Europe, Free Speech, And How The Second Defends The First

AP Photo/Philip Kamrass, File

By virtue of what I do, I spend a lot of time talking about rights. In particular, our Second Amendment rights.

In a way, I’m fortunate. I live in a country where even many anti-gunners are forced to at least pretend the right exists, even if they distort the reality of what that right entails. After all, the Second Amendment is pretty clear.


Europeans, however, don’t have those protections.

That’s why most European nations have effectively banned firearm ownership. They’ve made it virtually impossible to exercise one’s right to keep and bear arms. Legally, anyway.

But that’s not the only rights under assault, and I can’t help but believe at least some of that stems from the fact that no one can resist.

You see, in England, they banned guns, but now they’re banning words.

More and more, we see people in England arrested for so-called “hate speech.” What’s more, it’s not the truly vile kind of speech that’s being considered as such. No, it’s things like calling someone born male “a man” when they say they’re not. Is doing so rude? Maybe. Should it be criminal, though?

I can’t help but wonder what is next for our nation’s closest military ally.

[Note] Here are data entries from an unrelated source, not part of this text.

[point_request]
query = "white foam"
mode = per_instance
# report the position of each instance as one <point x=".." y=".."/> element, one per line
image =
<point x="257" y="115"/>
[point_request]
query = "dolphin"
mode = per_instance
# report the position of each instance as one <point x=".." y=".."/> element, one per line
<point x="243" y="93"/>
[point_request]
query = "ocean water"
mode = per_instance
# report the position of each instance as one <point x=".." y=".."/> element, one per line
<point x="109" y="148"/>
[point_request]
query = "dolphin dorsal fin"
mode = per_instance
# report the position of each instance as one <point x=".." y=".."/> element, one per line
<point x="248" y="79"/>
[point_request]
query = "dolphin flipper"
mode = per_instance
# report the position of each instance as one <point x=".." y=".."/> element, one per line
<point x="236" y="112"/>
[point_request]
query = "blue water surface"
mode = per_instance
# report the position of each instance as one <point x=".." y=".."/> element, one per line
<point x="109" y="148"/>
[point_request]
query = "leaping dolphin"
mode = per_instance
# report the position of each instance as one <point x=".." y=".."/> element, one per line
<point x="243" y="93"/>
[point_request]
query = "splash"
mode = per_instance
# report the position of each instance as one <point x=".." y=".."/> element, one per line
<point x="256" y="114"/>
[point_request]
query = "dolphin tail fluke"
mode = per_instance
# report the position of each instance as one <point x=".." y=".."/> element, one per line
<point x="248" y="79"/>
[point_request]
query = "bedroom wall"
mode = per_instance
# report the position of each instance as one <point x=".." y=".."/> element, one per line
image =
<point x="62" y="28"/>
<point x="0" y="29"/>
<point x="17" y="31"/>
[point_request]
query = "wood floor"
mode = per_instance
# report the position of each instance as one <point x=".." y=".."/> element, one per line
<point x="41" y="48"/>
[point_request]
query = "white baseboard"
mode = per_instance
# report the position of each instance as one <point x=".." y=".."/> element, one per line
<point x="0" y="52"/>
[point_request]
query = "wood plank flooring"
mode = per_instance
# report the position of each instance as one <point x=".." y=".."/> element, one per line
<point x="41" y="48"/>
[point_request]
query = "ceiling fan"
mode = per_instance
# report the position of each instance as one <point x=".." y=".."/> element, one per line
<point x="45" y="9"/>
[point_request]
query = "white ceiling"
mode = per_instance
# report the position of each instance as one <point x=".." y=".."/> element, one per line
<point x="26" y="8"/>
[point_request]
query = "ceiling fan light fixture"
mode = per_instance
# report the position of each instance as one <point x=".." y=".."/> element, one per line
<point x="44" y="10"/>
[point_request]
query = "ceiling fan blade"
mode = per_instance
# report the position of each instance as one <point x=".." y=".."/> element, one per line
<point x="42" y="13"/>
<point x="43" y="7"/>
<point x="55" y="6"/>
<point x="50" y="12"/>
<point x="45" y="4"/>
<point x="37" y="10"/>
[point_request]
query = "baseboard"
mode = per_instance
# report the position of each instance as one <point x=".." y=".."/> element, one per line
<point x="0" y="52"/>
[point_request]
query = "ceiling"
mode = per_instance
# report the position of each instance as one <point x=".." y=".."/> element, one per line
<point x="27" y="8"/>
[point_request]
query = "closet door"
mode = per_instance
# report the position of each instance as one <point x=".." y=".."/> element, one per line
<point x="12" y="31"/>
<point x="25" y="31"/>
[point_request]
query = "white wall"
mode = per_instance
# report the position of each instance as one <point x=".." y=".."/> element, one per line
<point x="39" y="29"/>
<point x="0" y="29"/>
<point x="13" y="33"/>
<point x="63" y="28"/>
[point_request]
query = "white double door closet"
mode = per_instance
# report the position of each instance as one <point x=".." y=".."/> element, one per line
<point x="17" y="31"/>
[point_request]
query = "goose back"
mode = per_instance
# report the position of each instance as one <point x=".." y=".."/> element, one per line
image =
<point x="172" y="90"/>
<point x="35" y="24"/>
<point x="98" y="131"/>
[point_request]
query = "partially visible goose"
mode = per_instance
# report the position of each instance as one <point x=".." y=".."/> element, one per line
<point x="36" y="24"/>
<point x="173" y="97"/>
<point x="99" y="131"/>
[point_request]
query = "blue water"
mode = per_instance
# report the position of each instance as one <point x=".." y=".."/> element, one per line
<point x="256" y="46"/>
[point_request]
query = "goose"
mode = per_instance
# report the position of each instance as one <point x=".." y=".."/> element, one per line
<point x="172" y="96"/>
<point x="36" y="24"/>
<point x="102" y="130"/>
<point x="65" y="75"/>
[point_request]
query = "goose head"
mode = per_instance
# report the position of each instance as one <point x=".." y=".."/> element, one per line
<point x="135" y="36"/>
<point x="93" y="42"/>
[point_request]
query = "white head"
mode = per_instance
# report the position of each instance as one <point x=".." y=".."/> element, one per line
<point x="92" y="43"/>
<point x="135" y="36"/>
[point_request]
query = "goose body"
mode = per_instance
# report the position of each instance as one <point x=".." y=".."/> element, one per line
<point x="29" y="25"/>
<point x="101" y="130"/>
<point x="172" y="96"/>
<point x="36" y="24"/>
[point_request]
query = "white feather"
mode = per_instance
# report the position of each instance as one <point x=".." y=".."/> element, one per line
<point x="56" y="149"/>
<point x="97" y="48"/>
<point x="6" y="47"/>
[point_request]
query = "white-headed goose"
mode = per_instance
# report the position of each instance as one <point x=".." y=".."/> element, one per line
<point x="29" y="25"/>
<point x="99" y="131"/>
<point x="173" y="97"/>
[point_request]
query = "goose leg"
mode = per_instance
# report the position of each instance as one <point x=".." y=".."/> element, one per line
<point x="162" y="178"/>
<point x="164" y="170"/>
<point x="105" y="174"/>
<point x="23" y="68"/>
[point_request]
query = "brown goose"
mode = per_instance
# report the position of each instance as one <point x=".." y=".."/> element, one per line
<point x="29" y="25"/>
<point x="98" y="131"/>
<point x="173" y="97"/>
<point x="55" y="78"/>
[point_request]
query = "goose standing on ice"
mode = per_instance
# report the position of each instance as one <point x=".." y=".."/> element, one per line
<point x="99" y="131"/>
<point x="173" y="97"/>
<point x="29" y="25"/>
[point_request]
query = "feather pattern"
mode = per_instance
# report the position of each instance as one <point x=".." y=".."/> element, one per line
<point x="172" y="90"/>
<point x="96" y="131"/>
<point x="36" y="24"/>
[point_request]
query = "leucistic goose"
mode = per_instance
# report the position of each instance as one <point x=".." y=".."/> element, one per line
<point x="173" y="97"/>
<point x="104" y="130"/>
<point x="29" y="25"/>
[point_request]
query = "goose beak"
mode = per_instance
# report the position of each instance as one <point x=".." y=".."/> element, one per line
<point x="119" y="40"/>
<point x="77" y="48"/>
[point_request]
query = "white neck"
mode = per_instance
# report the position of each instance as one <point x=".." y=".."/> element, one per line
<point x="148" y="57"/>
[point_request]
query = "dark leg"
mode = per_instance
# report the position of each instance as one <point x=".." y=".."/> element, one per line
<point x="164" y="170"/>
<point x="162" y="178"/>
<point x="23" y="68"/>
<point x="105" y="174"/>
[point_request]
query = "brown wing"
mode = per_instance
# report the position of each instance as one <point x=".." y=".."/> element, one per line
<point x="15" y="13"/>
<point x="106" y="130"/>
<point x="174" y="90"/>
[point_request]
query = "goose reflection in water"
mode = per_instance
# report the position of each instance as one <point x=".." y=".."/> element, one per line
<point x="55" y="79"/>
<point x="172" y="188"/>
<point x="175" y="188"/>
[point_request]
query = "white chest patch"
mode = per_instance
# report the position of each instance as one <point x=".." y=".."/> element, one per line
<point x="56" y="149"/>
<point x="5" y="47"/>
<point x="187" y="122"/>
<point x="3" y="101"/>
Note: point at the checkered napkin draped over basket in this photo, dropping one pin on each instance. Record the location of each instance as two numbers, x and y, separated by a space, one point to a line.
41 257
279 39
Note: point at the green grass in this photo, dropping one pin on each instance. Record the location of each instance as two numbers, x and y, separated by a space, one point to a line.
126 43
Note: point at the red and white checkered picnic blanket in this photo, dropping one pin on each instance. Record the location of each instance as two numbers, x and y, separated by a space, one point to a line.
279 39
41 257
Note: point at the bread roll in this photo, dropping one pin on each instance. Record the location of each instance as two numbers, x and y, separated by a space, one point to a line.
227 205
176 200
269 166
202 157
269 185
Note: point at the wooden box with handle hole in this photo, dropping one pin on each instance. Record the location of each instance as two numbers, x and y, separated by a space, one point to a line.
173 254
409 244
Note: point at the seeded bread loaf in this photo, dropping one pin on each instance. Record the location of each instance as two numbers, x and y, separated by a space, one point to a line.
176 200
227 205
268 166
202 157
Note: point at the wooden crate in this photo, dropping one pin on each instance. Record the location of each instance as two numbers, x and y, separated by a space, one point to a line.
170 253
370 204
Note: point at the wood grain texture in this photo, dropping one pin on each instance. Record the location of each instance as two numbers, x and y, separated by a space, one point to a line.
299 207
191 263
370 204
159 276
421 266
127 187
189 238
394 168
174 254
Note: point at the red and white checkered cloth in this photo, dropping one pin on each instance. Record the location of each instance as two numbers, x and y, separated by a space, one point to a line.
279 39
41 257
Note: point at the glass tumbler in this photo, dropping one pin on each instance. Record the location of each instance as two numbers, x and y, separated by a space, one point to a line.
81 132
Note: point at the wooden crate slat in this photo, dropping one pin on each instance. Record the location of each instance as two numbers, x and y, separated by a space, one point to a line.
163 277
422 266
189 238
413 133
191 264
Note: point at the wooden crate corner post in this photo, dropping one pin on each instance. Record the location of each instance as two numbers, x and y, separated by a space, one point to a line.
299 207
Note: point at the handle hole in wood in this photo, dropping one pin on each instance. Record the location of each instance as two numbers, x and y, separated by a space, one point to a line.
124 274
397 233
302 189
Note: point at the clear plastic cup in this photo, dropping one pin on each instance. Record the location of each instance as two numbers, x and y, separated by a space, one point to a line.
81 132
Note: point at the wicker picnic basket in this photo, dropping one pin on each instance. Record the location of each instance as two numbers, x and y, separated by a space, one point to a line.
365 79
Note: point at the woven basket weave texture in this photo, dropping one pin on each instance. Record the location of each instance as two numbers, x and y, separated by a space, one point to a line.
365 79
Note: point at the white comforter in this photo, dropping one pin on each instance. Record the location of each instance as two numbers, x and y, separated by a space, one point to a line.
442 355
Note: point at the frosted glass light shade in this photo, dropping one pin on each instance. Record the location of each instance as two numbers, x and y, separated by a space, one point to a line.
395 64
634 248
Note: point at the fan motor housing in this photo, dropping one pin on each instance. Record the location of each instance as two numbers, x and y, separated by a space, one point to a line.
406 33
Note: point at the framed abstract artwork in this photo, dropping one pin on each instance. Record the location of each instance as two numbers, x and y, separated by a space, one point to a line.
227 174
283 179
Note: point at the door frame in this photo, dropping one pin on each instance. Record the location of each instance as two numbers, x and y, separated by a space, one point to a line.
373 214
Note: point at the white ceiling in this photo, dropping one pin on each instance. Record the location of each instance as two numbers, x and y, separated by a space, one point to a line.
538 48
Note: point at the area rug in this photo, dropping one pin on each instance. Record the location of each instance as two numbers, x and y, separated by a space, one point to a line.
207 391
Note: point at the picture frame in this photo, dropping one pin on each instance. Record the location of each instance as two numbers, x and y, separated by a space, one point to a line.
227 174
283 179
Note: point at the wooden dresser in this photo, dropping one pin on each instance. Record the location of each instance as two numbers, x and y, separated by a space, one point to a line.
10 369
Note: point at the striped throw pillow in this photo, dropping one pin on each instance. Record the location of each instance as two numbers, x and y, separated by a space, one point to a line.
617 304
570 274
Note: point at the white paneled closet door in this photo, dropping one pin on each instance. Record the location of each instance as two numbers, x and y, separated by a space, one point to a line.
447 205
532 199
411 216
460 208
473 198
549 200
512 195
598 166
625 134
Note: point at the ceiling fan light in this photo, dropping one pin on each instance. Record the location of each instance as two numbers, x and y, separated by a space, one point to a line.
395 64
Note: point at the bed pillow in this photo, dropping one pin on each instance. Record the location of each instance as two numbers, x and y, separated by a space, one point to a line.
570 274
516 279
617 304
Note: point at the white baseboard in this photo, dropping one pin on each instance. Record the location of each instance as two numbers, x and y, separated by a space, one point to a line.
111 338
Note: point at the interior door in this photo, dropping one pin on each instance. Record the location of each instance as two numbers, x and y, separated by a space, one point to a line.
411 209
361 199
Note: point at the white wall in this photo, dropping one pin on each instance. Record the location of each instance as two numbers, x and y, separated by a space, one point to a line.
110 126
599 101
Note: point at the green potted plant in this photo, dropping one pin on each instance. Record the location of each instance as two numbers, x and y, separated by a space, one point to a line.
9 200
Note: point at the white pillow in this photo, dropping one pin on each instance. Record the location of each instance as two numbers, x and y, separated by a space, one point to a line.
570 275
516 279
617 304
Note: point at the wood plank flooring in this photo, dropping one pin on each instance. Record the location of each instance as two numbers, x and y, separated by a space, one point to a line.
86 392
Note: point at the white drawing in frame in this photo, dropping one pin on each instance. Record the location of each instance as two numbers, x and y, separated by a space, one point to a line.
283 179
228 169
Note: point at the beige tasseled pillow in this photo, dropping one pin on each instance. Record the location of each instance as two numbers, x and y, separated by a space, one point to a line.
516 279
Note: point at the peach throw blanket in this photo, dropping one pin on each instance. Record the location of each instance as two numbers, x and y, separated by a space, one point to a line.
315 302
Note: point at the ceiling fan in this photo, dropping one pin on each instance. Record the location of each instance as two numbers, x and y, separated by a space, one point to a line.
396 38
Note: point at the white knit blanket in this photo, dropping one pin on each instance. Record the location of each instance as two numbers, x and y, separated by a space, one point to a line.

This is the same nation that prosecuted a man for teaching a pug to make a Nazi salute as part of a joke. While I didn’t find it funny, I damn sure didn’t think he should have been prosecuted for it. Bad humor is still humor, after all.

I can’t help but notice that this crackdown on speech–legal limits on what you can say and how you can say it–didn’t happen until after the nation made it legally impossible to have the means to resist tyranny. It’s almost like government officials knew they’d never get away with this crap if people had guns, so they took them away before pulling these shenanigans.


To be clear, that’s not the case. I don’t think there was some dark plan to restrict gun ownership so the UK government could arrest a man for teaching his dog to raise a paw every time he heard an anti-Semitic phrase.

I do, however, think that these officials wouldn’t have tried this with an armed populace.

The truth of the matter is that our Bill of Rights exists for a reason. Each of those 10 amendments was put in place as a bulwark against tyranny. The First Amendment exists to protect the sharing of ideas. By necessity, it means sharing ideas regardless of whether they’re good ideas or not. The marketplace of ideas will determine that just fine. There’s a reason why the abolitionist movement grew, after all.

The Second Amendment, however, is an insurance policy. It’s how our Founding Fathers wanted us to be able to make damn sure we could hold onto that freedom. The reason it’s phrased the way it is with the opening clause isn’t because they were worried about states having guns, but people. They knew damn good and well that we might need to protect our rights.

As such, efforts to follow the lead of the UK is failing. We value our rights, and lawmakers who want to take them away have to be more subtle because there’s an armed population that will eventually see what’s happening and respond.


Right now, I wish that existed in Europe. If more European nations had such gun rights protections, then maybe we’d stop seeing people prosecuted for saying the “wrong” thing.

If it still happened, it wouldn’t be happening for long.